ニュース株式SEC、9月17日に米国株の24時間取引に関するラウンドテーブルを開催へ

SEC、9月17日に米国株の24時間取引に関するラウンドテーブルを開催へ

著者: CoinCryptoNewz·

重要ポイント

  • SECは、米国株式市場における24時間取引の実現可能性を評価するため、2026年9月17日にワシントンD.C.本部で公開ラウンドテーブルを開催します。
  • Nasdaqは、規制当局の承認と業界の準備状況を条件に、2026年下半期に平日23時間の取引スケジュールを導入する意向です。
  • Cboeは、EDGX取引所でのほぼ連続的な取引についてすでにSECの承認を受けており、インフラの準備状況を条件に2026年12月の開始を計画しています。
  • 取引時間の延長には、夜間流動性の低下、ビッド・アスクスプレッドの拡大、メンテナンス時間の短縮、長時間にわたる企業行動の調整など、運用上の課題があります。
  • SECは最終規則案や正式な規則制定の時期を示しておらず、今後のラウンドテーブルは市場の準備状況に関する当局の理解を深めるためのものです。
SEC、9月17日に米国株の24時間取引に関するラウンドテーブルを開催へ

米国証券取引委員会(SEC)は、米国株式市場における24時間株式取引の実現可能性と影響を検討するため、2026年9月17日に公開ラウンドテーブルを開催すると発表しました。イベントはSECのワシントンD.C.本部で行われ、オンラインでも配信されます。

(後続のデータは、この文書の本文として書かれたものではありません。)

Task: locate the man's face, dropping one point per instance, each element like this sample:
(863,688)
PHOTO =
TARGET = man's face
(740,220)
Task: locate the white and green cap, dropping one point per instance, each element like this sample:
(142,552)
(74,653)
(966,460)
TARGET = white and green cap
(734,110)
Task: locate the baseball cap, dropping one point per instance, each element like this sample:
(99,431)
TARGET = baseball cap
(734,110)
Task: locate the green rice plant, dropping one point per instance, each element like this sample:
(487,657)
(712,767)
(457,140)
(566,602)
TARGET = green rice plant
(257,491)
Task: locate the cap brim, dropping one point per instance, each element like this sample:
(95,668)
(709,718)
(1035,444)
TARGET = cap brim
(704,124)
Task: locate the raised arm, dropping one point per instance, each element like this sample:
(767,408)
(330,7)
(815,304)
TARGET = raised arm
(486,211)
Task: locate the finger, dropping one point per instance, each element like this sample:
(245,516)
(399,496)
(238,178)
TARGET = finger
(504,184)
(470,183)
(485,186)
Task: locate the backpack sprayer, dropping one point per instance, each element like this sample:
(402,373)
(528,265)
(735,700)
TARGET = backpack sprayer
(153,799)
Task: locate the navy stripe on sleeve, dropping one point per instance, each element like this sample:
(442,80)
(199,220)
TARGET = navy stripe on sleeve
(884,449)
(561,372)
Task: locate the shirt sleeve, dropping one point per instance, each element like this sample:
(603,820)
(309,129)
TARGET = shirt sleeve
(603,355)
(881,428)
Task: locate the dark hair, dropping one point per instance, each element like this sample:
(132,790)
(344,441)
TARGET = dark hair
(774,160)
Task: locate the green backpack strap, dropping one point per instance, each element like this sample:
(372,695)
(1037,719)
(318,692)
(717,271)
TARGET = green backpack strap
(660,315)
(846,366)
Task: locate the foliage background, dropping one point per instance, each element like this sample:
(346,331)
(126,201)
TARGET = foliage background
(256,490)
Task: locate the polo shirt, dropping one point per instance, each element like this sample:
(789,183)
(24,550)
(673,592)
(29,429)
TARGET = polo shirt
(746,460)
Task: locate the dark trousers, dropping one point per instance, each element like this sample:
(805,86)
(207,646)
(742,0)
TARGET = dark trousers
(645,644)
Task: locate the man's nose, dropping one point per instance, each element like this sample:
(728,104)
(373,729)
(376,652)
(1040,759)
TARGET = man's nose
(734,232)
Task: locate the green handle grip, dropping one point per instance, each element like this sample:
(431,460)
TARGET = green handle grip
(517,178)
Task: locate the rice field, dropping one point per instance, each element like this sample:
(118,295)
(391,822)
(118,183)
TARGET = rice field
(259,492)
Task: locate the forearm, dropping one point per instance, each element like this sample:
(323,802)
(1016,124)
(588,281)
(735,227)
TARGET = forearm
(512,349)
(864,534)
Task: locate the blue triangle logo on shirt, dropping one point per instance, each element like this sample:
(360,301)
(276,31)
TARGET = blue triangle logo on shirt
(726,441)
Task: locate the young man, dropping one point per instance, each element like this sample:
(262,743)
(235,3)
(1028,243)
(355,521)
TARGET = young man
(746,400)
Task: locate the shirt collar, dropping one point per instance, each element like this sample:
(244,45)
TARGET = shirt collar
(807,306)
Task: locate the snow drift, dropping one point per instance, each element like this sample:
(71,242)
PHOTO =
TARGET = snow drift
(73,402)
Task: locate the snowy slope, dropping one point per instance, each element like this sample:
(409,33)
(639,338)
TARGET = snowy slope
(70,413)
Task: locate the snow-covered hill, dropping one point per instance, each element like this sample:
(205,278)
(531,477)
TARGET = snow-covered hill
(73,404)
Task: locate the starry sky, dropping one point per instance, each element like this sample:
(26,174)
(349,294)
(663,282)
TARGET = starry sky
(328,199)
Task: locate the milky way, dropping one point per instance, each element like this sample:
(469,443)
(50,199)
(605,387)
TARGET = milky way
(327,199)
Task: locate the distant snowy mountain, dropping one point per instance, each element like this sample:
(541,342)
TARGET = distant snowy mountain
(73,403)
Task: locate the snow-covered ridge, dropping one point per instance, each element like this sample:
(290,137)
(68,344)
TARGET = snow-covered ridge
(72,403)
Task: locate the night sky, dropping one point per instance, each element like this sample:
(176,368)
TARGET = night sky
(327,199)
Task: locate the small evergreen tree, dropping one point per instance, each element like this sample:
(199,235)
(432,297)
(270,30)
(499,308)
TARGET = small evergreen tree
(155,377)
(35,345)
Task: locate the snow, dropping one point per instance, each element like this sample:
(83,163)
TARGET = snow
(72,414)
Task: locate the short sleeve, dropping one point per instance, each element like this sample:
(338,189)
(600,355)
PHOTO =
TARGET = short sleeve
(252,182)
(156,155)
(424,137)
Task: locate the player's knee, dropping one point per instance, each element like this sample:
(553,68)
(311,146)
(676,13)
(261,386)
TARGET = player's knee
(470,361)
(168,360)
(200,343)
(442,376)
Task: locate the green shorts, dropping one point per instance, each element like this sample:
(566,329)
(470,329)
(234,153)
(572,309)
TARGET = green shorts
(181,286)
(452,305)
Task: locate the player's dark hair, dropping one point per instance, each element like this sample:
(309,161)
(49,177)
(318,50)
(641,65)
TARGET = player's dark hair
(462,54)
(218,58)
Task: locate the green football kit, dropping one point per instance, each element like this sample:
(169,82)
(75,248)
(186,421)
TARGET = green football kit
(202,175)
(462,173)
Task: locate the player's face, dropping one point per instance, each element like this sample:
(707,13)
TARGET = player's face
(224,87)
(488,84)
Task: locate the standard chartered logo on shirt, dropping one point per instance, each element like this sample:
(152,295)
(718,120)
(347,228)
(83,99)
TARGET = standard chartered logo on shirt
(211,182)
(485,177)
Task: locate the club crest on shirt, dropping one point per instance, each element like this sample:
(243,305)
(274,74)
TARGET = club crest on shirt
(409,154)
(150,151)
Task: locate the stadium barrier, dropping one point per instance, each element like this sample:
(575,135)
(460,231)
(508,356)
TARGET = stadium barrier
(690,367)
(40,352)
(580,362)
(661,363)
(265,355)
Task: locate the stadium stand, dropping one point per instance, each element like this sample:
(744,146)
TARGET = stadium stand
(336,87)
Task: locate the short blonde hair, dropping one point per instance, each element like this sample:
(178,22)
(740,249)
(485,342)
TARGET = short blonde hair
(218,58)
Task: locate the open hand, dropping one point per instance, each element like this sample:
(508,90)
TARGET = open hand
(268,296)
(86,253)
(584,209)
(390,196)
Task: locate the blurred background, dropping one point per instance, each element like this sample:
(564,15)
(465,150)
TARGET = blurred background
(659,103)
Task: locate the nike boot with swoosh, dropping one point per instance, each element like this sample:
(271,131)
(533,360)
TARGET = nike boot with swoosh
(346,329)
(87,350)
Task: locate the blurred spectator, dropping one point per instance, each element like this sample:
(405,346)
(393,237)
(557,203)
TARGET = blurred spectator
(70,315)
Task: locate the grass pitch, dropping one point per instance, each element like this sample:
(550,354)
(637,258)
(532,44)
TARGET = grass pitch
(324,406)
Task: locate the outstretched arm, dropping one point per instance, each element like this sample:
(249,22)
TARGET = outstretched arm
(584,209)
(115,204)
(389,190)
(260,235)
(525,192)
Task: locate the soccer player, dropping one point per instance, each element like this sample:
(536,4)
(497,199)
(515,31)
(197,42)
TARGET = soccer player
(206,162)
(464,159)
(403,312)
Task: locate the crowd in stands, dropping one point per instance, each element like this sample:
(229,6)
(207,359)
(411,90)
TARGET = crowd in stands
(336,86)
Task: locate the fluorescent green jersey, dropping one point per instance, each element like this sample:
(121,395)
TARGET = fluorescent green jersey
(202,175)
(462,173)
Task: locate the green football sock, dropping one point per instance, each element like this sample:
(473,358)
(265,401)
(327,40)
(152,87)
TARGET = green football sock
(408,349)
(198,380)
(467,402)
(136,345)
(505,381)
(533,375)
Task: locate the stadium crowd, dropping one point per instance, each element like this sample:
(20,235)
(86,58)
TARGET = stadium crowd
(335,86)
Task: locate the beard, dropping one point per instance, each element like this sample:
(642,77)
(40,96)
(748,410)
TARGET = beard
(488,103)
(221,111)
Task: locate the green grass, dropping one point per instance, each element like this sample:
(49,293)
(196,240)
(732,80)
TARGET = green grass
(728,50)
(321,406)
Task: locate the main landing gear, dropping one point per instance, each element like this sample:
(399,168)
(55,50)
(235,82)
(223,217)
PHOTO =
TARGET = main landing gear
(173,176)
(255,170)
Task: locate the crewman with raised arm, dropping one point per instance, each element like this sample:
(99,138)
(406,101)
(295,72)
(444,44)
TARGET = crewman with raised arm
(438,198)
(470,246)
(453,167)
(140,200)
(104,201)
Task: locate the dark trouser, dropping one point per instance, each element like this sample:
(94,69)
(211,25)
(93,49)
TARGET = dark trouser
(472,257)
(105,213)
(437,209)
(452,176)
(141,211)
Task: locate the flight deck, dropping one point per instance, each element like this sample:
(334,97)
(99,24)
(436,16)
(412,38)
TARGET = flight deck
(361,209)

SECのプレスリリースによると、議論は夜間の市場アクセス、市場運営、システムの強靭性、投資家保護に焦点を当てます。

SEC委員長のPaul Atkins氏は、取引時間の延長により、米国株式を継続的に取引される他のグローバル市場と整合させることができる可能性があると述べました。ラウンドテーブルでは、取引所、ブローカー、投資家、清算機関から意見を集めます。

24時間株式取引を求める動きは、個人投資家が夜間のニュースや決算発表に対応できる能力をますます求める中で勢いを増しています。こうした機能は、24/7で稼働する暗号資産市場ではすでに利用可能です。RobinhoodやInteractive Brokersを含む証券会社は、すでに顧客向けの時間外取引アクセスを拡大しており、従来の東部時間午前9時30分から午後4時までの取引時間を超えた需要の高まりを示しています。

SECはこの発表をソーシャルメディアで共有しました。

The SEC will host a roundtable on September 17 to discuss moving towards 24-hour trading in the U.S. equity markets. Agenda, panelists, and registration info will be available soon. See additional info below
— U.S. Securities and Exchange Commission (@SECGov) July 23, 2026

取引時間延長に伴う運用上の課題

24時間株式取引への移行には、単に取引所の取引時間を延長するだけではなく、はるかに広範な調整が必要になります。市場データシステムはより長い時間帯にわたって価格を配信する必要があり、清算機関は従来の取引日以外の時間帯にも取引を処理しなければなりません。

ブローカーには、継続的な注文監視、顧客サポート、リスク管理体制が求められます。SECの取引・市場部門ディレクターであるJamie Selway氏は以前、企業行動、取引報告、共通プロトコルを主要な課題として挙げています。

夜間の参加者が少ない場合、流動性が薄くなり、ビッド・アスクスプレッドが拡大する可能性があります。これは既存のプレマーケットや時間外取引でもすでに見られる動きで、取引量の減少は通常、投資家にとって不利な価格形成につながります。メンテナンス時間が短縮されることで、技術的な障害への対応も難しくなる可能性があります。各社は、取引停止、エラー訂正、配当支払い、その他の企業イベントを延長された取引時間全体で調整する必要があります。

SECは、24時間取引に関する最終規則案を提示しておらず、共通の開始日も設定していません。9月のラウンドテーブルは、市場の準備状況や潜在的な規制枠組みに関するSECの理解を深めることを目的としていると見られますが、正式な規則制定の時期は示されていません。

NasdaqとCboe、時間外取引計画を前進

Nasdaqは、規制当局の承認と業界の準備状況を条件に、2026年下半期に平日23時間の取引スケジュールを導入する見通しです。提案されている夜間セッションは、東部時間午後9時から午前4時まで実施されます。

Cboeは、EDGX取引所でのほぼ連続的な取引について、すでにSECの承認を受けています。同取引所は、インフラの準備状況を条件に、2026年12月にこのスケジュールを開始する計画です。取引は日曜夜から金曜夕方まで行われ、毎日1時間の運用休止時間が設けられます。

ロンドン証券取引所も、別の取引施設としてLSE 24を開発しています。顧客テストは2026年末までに予定されており、上場取引型商品は2027年上半期に開始される可能性があります。